We work with a lot of managers helping them with how to best support the working parents in their team. This involves the pre and during leave stages where there are a lot of practical elements that need to be organised, but importantly we also look at the post leave stage and how a manager’s ongoing support is critical to the successful return and ultimate progression of the working parents in their team.

The overwhelming majority of managers we work with are well-intentioned and want to proactively support the parents in their team. However, what we do see is that often a manager’s assumptions about what a new parent will want from their career, influenced of course by their own experience or unconscious bias about managing work and parenting, can be counter-productive for the new parent. This is particularly true if the parent has a flexible or part-time working pattern.

In the desire to be accommodating and helpful, managers look at how to ease the burden on a newly returned parent. One obvious way this manifests itself is to assume that a new parent won’t want a demanding or high-profile piece of work or project when they return. Often this is regardless of the working style and ability of the person before they became a parent.  From a manager’s perspective, they are shielding the new parent from a potentially demanding workload, but this assumption has several implications and possible repercussions.

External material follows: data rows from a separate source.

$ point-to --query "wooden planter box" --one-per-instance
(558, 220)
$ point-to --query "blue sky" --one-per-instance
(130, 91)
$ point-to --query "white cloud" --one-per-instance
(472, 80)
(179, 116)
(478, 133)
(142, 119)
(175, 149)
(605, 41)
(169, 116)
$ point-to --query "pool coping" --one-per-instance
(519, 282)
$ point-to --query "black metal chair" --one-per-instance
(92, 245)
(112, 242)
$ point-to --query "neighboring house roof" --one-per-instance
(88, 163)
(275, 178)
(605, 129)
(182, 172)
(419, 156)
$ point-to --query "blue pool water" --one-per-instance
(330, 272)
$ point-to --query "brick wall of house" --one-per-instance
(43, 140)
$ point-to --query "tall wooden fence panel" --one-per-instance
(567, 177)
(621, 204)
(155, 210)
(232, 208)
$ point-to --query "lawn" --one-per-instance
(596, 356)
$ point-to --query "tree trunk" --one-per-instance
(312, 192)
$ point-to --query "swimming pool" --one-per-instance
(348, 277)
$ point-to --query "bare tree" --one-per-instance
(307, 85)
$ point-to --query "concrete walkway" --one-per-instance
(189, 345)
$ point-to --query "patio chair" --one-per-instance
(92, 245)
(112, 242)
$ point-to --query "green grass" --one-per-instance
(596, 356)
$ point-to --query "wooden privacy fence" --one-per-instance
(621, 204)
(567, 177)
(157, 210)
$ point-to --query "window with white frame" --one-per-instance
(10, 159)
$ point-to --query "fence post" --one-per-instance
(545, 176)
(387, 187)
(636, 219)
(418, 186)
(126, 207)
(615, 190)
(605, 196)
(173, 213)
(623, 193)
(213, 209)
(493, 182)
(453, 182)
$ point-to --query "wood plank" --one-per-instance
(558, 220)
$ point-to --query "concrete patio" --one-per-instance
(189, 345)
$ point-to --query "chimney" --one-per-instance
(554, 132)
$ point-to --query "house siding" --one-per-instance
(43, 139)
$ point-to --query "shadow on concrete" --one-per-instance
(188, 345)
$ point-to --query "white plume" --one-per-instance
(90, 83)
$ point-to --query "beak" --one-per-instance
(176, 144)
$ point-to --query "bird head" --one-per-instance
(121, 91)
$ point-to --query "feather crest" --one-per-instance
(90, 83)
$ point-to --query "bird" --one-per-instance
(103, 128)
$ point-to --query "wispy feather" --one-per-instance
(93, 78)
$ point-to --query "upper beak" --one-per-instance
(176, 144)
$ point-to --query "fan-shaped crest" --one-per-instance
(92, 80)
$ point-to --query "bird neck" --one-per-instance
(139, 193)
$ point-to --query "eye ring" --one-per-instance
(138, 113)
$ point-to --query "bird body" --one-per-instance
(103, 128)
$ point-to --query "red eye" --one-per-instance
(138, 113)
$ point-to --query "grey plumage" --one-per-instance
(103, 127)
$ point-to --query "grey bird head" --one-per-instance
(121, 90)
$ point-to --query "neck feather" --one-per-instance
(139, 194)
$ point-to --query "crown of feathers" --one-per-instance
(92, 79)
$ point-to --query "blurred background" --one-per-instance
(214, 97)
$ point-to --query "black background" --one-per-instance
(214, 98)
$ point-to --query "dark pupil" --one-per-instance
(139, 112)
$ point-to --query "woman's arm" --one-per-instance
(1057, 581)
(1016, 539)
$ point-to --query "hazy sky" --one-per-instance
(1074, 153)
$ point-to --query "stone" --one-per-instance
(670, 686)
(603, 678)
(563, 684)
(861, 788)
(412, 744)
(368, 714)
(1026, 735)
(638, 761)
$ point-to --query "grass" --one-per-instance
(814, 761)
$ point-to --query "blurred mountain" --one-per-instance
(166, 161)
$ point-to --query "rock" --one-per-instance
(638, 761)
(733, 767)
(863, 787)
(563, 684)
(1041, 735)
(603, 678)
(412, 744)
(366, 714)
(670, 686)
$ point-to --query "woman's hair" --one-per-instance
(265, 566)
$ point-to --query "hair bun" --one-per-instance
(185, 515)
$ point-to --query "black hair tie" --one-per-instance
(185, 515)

  • Much of the hard part of returning to work is getting there at all – the myriad of logistical, financial and emotional hoops that parents jump through to facilitate coming to work mean it is not a decision taken lightly. For many parents, this Herculean effort is only worthwhile if, when they get to work it is interesting, stimulating and ultimately rewarding. Therefore, by shielding parents from high-profile work, a manager is potentially making the effort it has taken to get there in the first place seem somewhat futile.
  • For many parents, work is a way of reconnecting with an important part of their identity and they may relish the chance to be their ‘old-self’ during the working day, immersed in a world away from nappies and nursery rhymes. By removing work that is perceived to be too demanding (but ultimately more rewarding), a manager could well be contributing to the identity loss that many parents feel.
  • At worst, if a manager unilaterally decides to ‘shield’ a new parent from demanding work it can be perceived by the parent that their manager has lost faith in their ability. Many parents experience a loss of confidence when they return to work and this is likely to exacerbate if the signal they receive from their manager is that they are somehow no longer ‘up to the job’. However well-intentioned, the result can reinforce any self-doubt the parent may have already been feeling.
  • The assumption that someone working flexibly won’t want a high-profile project reinforces the belief that there is only one version of success. Confusing presenteeism with ambition or ability removes the opportunity to create role models who are working in different ways and ultimately undermines efforts to increase diversity throughout an organisation.
  • Higher profile projects help with exposure and success in one project tends to lead to other opportunities and ultimately chances of career progression. Therefore, by reducing the exposure a new parent can gain (on top of what might be a lengthy period of absence), a manager may be creating a negative cycle that damages the self-belief and career progression chances of the parents in their team.

As mentioned, rarely do we meet a manager who is openly hostile to having working parents in their team, but the ‘killing with kindness’ tendency is something we do encounter.  Our advice is for managers to set aside their own assumptions and actively discuss with an individual their preferences. For some parents a return to work is overwhelming and they need a period of adjustment but for many others, work provides a vital part of their identity and becoming a parent can kickstart a real drive to succeed.

As the nature of work changes, perhaps the greatest kindness a manager can show their team is championing many different versions of success and demonstrating through their actions the vital role they play in ensuring that becoming a parent is not a barrier to progress.